Pourquoi le pays est-il dans le mur ?

comment la France a-t-elle pu perdre à ce point ses marges de manœuvre qu’un gouvernement en soit réduit à chercher quelques milliards ici ou là sans présenter clairement le tableau d’ensemble ?

Le gouvernement cherche aujourd’hui plusieurs milliards d’euros. Les chiffres changent selon les jours, les hypothèses aussi. On parle de retraites, d’assurance maladie, de collectivités, de niches fiscales, d’assurance chômage, de dépenses de l’État. Chaque nouvelle déclaration ouvre une piste, puis une autre. Le débat finit par donner l’impression d’un immense tiroir-caisse dans lequel on cherche encore quelques billets.

Mais une question demeure presque toujours hors champ : pourquoi faut-il trouver cet argent ?

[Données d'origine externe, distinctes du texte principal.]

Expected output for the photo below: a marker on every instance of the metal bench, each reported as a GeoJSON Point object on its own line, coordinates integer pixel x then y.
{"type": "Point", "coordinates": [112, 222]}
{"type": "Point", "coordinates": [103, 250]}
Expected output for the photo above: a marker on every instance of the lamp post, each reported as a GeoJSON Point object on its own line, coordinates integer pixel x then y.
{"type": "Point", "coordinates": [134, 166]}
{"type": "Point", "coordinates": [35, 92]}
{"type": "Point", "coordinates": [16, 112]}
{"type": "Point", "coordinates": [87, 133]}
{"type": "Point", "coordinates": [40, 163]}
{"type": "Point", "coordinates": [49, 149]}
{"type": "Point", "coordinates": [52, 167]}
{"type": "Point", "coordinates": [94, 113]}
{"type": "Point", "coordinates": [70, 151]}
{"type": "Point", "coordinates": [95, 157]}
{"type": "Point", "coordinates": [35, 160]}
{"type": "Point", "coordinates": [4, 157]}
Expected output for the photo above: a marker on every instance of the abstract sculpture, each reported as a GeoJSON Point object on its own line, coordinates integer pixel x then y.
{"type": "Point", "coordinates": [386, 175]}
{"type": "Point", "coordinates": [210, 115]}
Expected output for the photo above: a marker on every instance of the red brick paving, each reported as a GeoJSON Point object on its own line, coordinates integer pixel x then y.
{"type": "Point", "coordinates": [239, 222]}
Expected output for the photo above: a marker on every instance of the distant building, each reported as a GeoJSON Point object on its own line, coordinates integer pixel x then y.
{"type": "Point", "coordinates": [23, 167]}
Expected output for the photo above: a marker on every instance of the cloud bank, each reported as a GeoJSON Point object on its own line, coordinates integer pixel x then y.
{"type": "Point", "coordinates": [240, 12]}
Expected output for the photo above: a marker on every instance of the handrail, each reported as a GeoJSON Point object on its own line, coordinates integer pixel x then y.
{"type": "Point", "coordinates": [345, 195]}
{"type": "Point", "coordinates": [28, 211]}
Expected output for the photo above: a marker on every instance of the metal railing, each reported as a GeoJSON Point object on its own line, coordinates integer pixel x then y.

Pas pourquoi il existe un déficit. Nous le savons depuis longtemps. Pas pourquoi la dette est élevée. Elle l’est depuis des années. La vraie question est plus embarrassante : comment la France a-t-elle pu perdre à ce point ses marges de manœuvre qu’un gouvernement en soit réduit à chercher quelques milliards ici ou là sans présenter clairement le tableau d’ensemble ?

Car le pays ne manque pas seulement d’argent. Il manque désormais de liberté d’action.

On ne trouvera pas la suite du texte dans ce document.